Re:Ya kiding right? (2, Funny)

russotto (537200) | more than 4 years ago | (#27725881)

With regard to trains running on time, are you sure that you aren't referring to Mussolini? I'm not saying that he had any more success in that area than Hitler, but it is he with whom the phrase "made the trains run on time" is most closely associated.

Forget it, he's on a roll.

Marybeth Peters isn't a reliable source (2, Insightful)

Nom du Keyboard (633989) | more than 4 years ago | (#27725337)

said Marybeth Peters, the Library of Congress's current register of copyrights.

Unfortunately, considering what else Marybeth Peters has said about copyright to Congress, I really can't believe anything she says about anything anymore.

Coming up at 11, (0, Offtopic)

l00sr (266426) | more than 4 years ago | (#27725341)

Hitler: the man who made the trains run on time.

Re:Coming up at 11, (1)

skine (1524819) | more than 4 years ago | (#27725465)

I'm pretty sure that was Mussolini and thyme, respectively.

Re:Coming up at 11, (1)

Mr Thinly Sliced (73041) | more than 4 years ago | (#27726067)

Hitler made Mussolini run on thyme?

What a mad parallel universe this is. I shall now experience some of your earth "sex".

Re:Coming up at 11, (1)

Mr Thinly Sliced (73041) | more than 4 years ago | (#27726127)

Hmm on my planet the females must bare their breasts immediately when asked by I.T. professionals.

It does not seem to be the case here on this planet. I shall continue investigating after I have been "Booked" I believe is the term.

Re:Coming up at 11, (0, Offtopic)

unitron (5733) | more than 4 years ago | (#27725855)

It is actually Mussolini with whom the phrase "made the trains run on time" is most closely associated.

Another chapter (1)

mc1138 (718275) | more than 4 years ago | (#27725349)

In the fight between the holders of the copyrights, and the rest of us. I wonder what her thoughts on the DMCA would be.

Heroine? (3, Interesting)

MrMista_B (891430) | more than 4 years ago | (#27725467)

Heroine? Seriously? Extending copyright to 50 years past death? Giving major copyright holdiers just about everything they wanted?

She should be scorned as the woman who betrayed the American People for the sake of the greed of lazy corporations.

Heroin Hero (1)

tepples (727027) | more than 4 years ago | (#27725531)

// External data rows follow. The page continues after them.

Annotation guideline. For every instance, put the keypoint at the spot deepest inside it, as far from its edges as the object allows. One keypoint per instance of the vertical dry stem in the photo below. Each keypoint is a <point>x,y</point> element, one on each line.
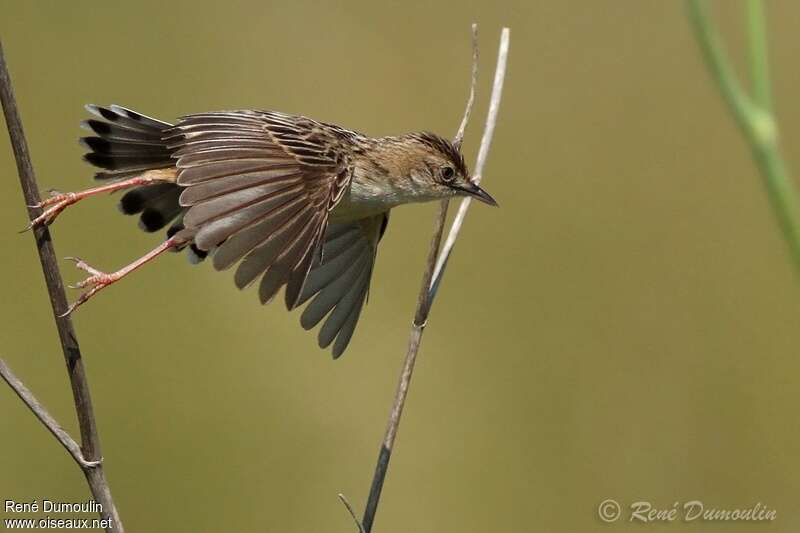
<point>90,441</point>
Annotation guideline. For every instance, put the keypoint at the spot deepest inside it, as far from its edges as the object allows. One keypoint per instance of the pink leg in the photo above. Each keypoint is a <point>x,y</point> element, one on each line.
<point>99,280</point>
<point>60,201</point>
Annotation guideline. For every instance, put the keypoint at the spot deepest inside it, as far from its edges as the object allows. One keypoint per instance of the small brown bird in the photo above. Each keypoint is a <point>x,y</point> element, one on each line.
<point>293,201</point>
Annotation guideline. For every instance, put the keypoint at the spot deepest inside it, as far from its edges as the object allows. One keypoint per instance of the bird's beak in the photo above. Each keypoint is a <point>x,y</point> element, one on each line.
<point>479,194</point>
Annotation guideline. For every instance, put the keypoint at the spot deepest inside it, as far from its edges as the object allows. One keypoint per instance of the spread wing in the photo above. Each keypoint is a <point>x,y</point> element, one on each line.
<point>339,285</point>
<point>259,187</point>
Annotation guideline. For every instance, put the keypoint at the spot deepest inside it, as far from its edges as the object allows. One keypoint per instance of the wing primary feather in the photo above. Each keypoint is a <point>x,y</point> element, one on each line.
<point>333,324</point>
<point>330,295</point>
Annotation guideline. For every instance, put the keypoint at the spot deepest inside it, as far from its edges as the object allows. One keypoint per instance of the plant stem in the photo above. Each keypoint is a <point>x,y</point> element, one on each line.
<point>754,117</point>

Heroine? Seriously? Extending copyright to 50 years past death? Giving major copyright holdiers just about everything they wanted?

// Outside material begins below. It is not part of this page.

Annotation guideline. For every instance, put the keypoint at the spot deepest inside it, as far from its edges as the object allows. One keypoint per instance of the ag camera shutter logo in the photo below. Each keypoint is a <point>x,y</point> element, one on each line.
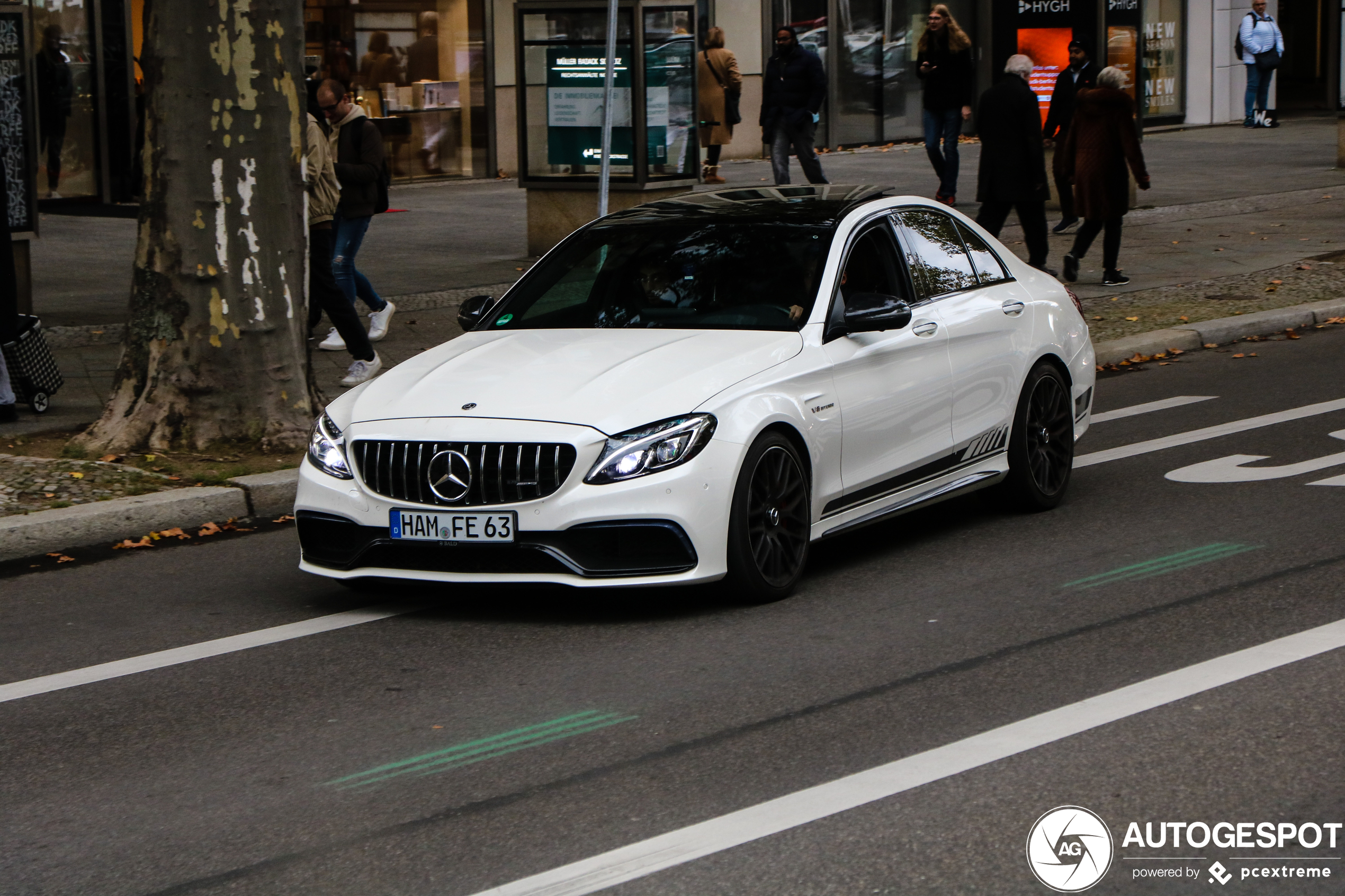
<point>1070,849</point>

You're right. They misspelled Heroin [wikipedia.org].

Berne Convention, Bah (1)

mbone (558574) | more than 4 years ago | (#27725521)

I am not a lawyer, but my understanding is that fair use is an old common law concept that was just (partially) codified in the 1976 Copyright Act. Putting that in the law was a good thing, but adopting the Berne Convention (life + 50 years, no registration) was not a good thing.

copyright is here to stay (-1, Troll)

Anonymous Coward | more than 4 years ago | (#27726253)

and any attempts by you faggots to make it go away will be countered by me. i hope you faggot bitches get nothing from the system for free. you faggot leeches don't deserve anything but a case of the aids.

Copyright (1)

mindcorrosive (1524455) | more than 4 years ago | (#27726767)

Copyright is one of those things that everybody on /. seem to have a strong opinion about. We've gone through this innumerable number of times, really. Time for me to take a shot at it, I guess..
The thing with the current copyright law (both in EU and USA, it seems), is that it needs to please both the public and the authors, with the latter currently having the upper hand. I'd suggest having a two-tier scheme, with a grace period of say 20 years since publication, for which the government guards the copyrights of a work. After that, the individual is required to pay a non-trivial annual fee (probably based on the declared income on the works -- IRS will definitely know how much that would be, and a with a hard lower limit), essentially a tax to the public, for extending the copyright further. This way, Walt Disney could afford probably to pay up say 5 or 10% anually of its income out of Mickey and Co., and still generate profit. For the 90's teen-band, long disbanded, well -- tough luck if you can't cough up the $1000 for extension.